Considered a leader in the conversation of cybersecurity and drones, Evans is one of the Atlanta Chapter’s founding members for the Women’s Society of Cyberjutsu and was appointed a judge for the 2020 Ally of the Year Award for Inteligenca, Inc and the 2019 Cyberjutsu Rising Star Award. Evans was also the 2019 (ISC)2 ISLA Up-and-Coming Professional of the Year Award recipient.
A mentor with the Executive Women Forum (EWF) and the creator of a group called Cybersecurity Momentum Movement, which helps people get jobs and opportunities in cybersecurity, Evans started a company called Aerial Footprint to research the vulnerability of drones in an effort to produce books and courses on drone cybersecurity. Evans is also a FAA Part 107 Certified Drone Pilot.
“I started talking about drones because nobody was talking about drones in cybersecurity,” Evans said. “I did a demo at ISC Square and I hacked into the drone to show people how you can hack into the drone while it’s in mid-air using a phone or tablet, and how it’s not secure.”
“My Godbrother introduced me to drones. I was interested in helicopter and planes but I never heard about drones. I looked it up and I saw a conference here in Atlanta. I went to it and when I saw the demo they were using a phone and a tablet. I started wondering how is this information being secure while it’s being transferred.”

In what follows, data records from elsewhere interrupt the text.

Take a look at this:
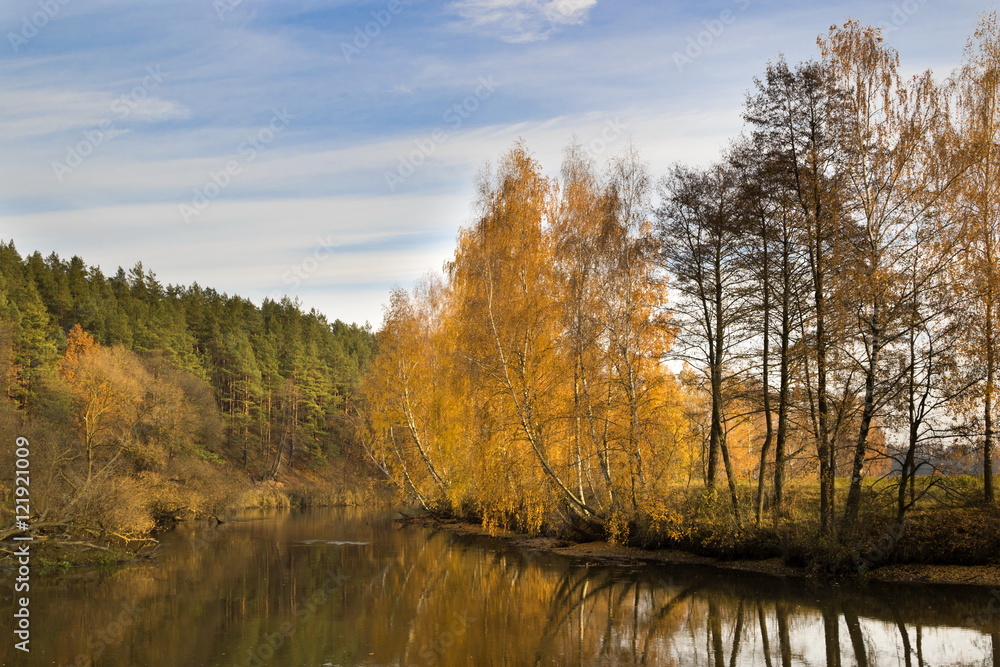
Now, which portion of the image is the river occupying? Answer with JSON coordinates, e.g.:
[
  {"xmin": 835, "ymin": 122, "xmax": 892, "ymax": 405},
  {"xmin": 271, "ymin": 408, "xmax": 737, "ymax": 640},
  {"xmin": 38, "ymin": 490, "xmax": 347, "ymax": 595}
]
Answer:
[{"xmin": 0, "ymin": 508, "xmax": 1000, "ymax": 667}]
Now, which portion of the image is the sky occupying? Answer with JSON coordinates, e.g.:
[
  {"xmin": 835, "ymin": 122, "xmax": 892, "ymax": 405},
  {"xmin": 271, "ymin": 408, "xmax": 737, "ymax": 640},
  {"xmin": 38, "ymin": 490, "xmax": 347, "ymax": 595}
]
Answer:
[{"xmin": 0, "ymin": 0, "xmax": 997, "ymax": 328}]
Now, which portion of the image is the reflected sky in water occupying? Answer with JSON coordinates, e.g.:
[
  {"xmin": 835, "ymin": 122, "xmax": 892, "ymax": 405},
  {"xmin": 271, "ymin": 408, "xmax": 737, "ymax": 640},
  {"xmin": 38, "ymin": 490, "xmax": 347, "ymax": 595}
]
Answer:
[{"xmin": 0, "ymin": 508, "xmax": 1000, "ymax": 667}]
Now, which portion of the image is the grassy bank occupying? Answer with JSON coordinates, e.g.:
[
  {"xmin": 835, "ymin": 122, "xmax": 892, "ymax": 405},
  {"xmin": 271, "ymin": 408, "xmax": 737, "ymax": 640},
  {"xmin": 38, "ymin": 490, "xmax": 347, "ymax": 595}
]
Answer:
[
  {"xmin": 0, "ymin": 458, "xmax": 391, "ymax": 568},
  {"xmin": 420, "ymin": 477, "xmax": 1000, "ymax": 575}
]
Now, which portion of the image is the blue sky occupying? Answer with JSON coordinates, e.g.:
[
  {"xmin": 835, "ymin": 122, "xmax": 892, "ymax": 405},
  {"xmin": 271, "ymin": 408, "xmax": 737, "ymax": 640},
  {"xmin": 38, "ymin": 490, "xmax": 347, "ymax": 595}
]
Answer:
[{"xmin": 0, "ymin": 0, "xmax": 996, "ymax": 326}]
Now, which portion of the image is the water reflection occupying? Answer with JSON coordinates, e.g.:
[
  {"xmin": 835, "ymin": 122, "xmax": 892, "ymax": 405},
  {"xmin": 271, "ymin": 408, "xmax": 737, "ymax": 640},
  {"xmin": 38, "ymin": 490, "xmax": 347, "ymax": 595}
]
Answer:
[{"xmin": 0, "ymin": 509, "xmax": 1000, "ymax": 667}]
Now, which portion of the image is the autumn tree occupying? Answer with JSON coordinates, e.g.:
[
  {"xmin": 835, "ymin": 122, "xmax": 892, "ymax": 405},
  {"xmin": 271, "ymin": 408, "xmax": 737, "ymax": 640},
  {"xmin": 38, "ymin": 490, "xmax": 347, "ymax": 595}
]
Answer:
[{"xmin": 953, "ymin": 13, "xmax": 1000, "ymax": 504}]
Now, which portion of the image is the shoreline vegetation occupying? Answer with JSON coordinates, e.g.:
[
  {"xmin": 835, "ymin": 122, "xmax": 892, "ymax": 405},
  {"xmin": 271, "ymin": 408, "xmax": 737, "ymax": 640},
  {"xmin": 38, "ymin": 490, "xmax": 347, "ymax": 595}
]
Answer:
[
  {"xmin": 0, "ymin": 241, "xmax": 374, "ymax": 562},
  {"xmin": 358, "ymin": 18, "xmax": 1000, "ymax": 575},
  {"xmin": 398, "ymin": 500, "xmax": 1000, "ymax": 589}
]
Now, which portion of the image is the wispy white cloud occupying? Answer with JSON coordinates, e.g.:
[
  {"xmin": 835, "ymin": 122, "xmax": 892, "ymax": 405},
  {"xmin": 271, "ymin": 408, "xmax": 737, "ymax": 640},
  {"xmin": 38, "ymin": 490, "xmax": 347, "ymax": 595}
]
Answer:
[{"xmin": 452, "ymin": 0, "xmax": 597, "ymax": 43}]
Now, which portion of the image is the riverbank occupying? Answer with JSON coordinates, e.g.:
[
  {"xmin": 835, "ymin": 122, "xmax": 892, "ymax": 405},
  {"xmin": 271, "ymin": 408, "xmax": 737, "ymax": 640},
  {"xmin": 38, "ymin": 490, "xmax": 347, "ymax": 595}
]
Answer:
[
  {"xmin": 0, "ymin": 460, "xmax": 391, "ymax": 570},
  {"xmin": 408, "ymin": 516, "xmax": 1000, "ymax": 588}
]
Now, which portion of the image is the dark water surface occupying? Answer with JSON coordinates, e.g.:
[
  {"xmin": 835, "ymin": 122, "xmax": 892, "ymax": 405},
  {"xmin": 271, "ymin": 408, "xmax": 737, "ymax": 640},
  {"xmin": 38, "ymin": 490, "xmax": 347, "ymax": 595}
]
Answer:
[{"xmin": 0, "ymin": 508, "xmax": 1000, "ymax": 667}]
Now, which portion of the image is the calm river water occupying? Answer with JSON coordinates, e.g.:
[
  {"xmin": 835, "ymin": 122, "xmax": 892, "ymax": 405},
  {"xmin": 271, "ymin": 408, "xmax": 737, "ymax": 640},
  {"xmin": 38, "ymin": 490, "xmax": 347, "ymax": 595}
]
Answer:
[{"xmin": 0, "ymin": 508, "xmax": 1000, "ymax": 667}]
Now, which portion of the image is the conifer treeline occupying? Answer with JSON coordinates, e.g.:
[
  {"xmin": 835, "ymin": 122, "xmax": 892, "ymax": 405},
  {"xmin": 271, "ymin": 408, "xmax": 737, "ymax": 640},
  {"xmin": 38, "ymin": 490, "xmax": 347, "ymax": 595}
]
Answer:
[
  {"xmin": 364, "ymin": 15, "xmax": 1000, "ymax": 540},
  {"xmin": 0, "ymin": 242, "xmax": 373, "ymax": 478}
]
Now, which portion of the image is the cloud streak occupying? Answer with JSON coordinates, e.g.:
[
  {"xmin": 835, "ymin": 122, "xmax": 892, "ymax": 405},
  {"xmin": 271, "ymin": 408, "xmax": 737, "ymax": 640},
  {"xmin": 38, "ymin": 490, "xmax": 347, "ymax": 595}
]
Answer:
[{"xmin": 452, "ymin": 0, "xmax": 597, "ymax": 44}]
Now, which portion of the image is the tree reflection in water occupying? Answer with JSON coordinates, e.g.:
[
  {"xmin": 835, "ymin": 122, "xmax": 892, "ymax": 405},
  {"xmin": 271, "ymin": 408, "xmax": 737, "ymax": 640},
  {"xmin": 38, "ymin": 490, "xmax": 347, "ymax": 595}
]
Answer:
[{"xmin": 0, "ymin": 509, "xmax": 1000, "ymax": 667}]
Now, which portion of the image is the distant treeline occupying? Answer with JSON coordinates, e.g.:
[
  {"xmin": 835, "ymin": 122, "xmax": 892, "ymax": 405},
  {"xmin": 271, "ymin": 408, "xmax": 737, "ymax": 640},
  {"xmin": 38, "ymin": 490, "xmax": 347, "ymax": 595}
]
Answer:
[
  {"xmin": 0, "ymin": 242, "xmax": 374, "ymax": 534},
  {"xmin": 364, "ymin": 15, "xmax": 1000, "ymax": 557}
]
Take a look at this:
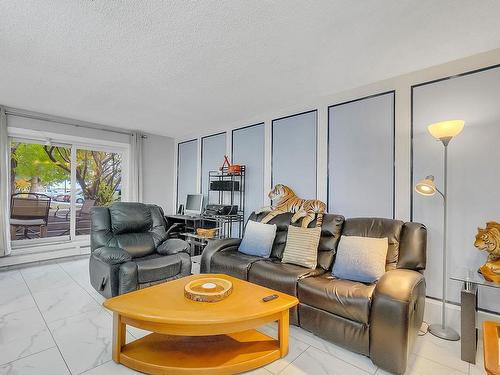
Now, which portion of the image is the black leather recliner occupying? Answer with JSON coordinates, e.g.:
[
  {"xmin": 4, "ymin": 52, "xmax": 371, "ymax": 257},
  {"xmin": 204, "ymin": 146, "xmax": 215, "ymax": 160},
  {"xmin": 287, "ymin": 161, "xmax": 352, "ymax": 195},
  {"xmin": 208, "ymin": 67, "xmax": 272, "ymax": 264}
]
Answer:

A graduate of Clark Atlanta University (computer science) and University of Maryland Global Campus (cybersecurity), Evans worked as the IT Systems Administrator for the Georgia Aquarium prior to getting into cybersecurity.
She attributes a couple of incidents that point her career in the direction it’s going now.
“I was telling my cousin that I wanted to go back to school to get my masters in something and we were watching a television show called “The Good Wife,” Evans said. There was this one lady, her name was Samra, and she was the investigator for the lawyers. And she was trying to hack into someone’s computer to steal the data so that her attorneys would win.
“My cousin jumped up and said ‘You can do this, you can do some type of digital computer forensics.’ And we started researching.”
Also, while Evans was working at the Georgia Aquarium, Atlanta-based Home Depot was hacked. Home Depot co-founder Bernard Marcus was the aquarium’s CEO during this time and wanted to make sure that the same thing would happen to them.
It became Evans’ job to make sure that didn’t happen.
“That’s when I found out I was doing cybersecurity instead of digital forensics. I started managing all computers making sure that credit card systems and learning this standard called PCI-DSS,” Evans said.
With cybersecurity still being a relatively new field, Evans says that something is desperately needed is ethical leadership. People who not only understand cybersecurity but who are able to take the field beyond where it is now.
It’s key because cybersecurity is kind of new and you want that leader to guide you and help you understand that it’s okay to be innovative, it’s okay to think outside of the box,” Evans said. You have to understand what cybersecurity is. I like my mentor, Dr. Mansur Hasib’s definition: ‘Cybersecurity is the mission focus and risk optimize governance of information which maximizes confidentiality, integrity, and availability using a balanced mix of people, policy and technology, while pertinently improving over time.’”
“We live it every day. And if the passion and the drive of understanding what cybersecurity is, when you do have to protect the confidentiality of the information, the integrity of the information, and the availability of will tap into that information, it’s an experience.”